On Mon, 2007-04-09 at 09:19 -0400, Theodore Tso wrote:
> On Mon, Apr 09, 2007 at 08:31:37AM -0400, Trond Myklebust wrote:
> > On Mon, 2007-04-09 at 13:09 +0200, Jörn Engel wrote:
> > > That surely doesn't make life any easier for filesystem developers, I
> > > agree.  From that point of view, all telldir cookies should end their
> > > life at closedir time.  For "rm -r" it would be sufficient if the nfs
> > > client simply didn't seekdir at all.  For "ls -lR", this would return
> > > duplicate dentries.
> > 
> > Please go read the NFS spec. The only thing an NFS client has in order
> > to read a directory is a READDIR operation that in essence takes a
> > filehandle and a cookie as its arguments. Unless the server is able to
> > return the entire rest of the directory in one RPC reply, the client
> > needs to send a second READDIR operation with a cookie from the previous
> > READDIR operation. The server is expected to return cookies for _each_
> > entry in the directory.
> > 
> > That is a protocol limitation, not a client limitation.
> 
> <Groan>
> 
> And after quickly checking RFC 3010, I see this limitation hasn't been
> lifted in NFSv4.

If we can come up with an interface that makes sense in the context of
NFS, then we should be able to push it into a future minor revision of
NFSv4. It is unfortunately looking too late to push it into v4.1, since
the final drafts of the RFC are already circulating.
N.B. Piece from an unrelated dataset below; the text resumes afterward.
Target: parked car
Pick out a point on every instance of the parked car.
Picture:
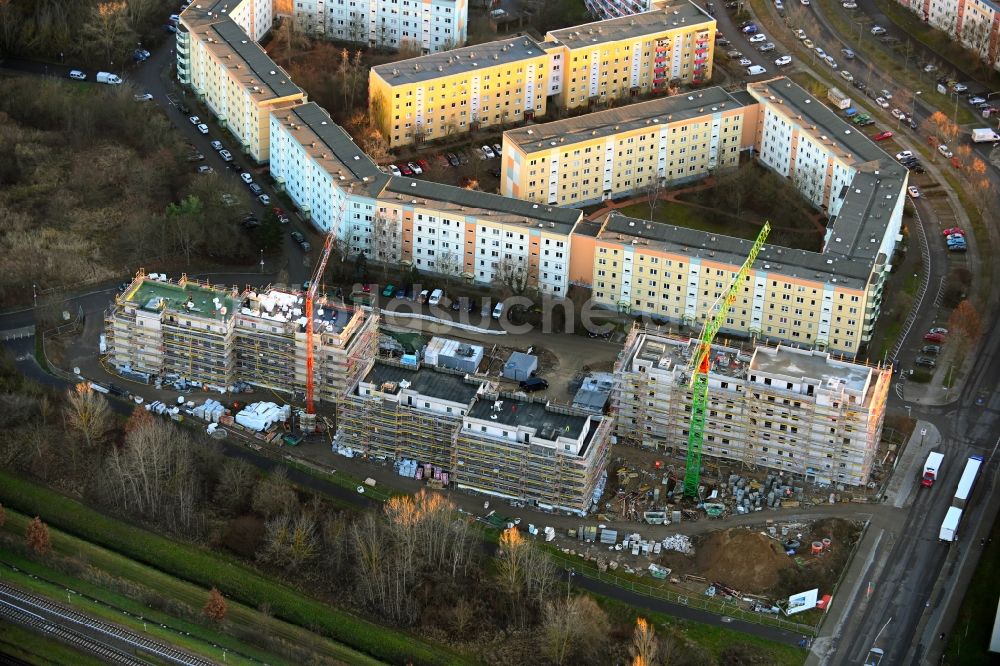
(532, 384)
> Speaking of which, right now ext3 doesn't know whether it's talking to
> an NFSv2 or NFS v3/v4 server, so it's always passing a 32-bit cookie.
> If NFSv3/v4 could use an explicit interface to request a 64-bit
> cookie, instead of just relying on the f_pos field in the file handle,
> we can reduce the chance of hash collisions when reading an ext3
> directory significantly.   

We could perhaps teach nfsd to open the file without the O_LARGEFILE
attribute in the case of NFSv2?

> If there are 2 or 3 directory entries that have a hash collision,
> would the NFS protocol allow the server to juggle things so that those
> 2-3 directory entries with the hash collision are sent back in a
> single readdir RPC reply?  Is it aceptable/legal to have multiple
> entries in the same READDIR reply packet have the same cookie value?

Not really.

However on NFSv3 and v4 there is actually a mechanism for declaring that
the existing set of cookies have expired and are no longer valid: you
have an 8-byte opaque 'verifier' which is supplied by the server, and
which is supposed to be returned by the client on every call to READDIR.
If the server wants to change its cookie scheme, then it signals it to
the client by changing its verifier, and returning an error whenever the
client tries to use the old verifier. Upon receiving that error, the
client is supposed to clear out all cached cookies, and read the
directory in again from the start.

In practice, though, this sort of behaviour has to be managed carefully
by the server. Forcing a client to re-read the entire contents of the
directory doesn't really scale too well...
Note also that we would have to fix the client implementation. Nobody
has bothered working on the code to handle verifier changes since there
are no servers out there in the wild that use it.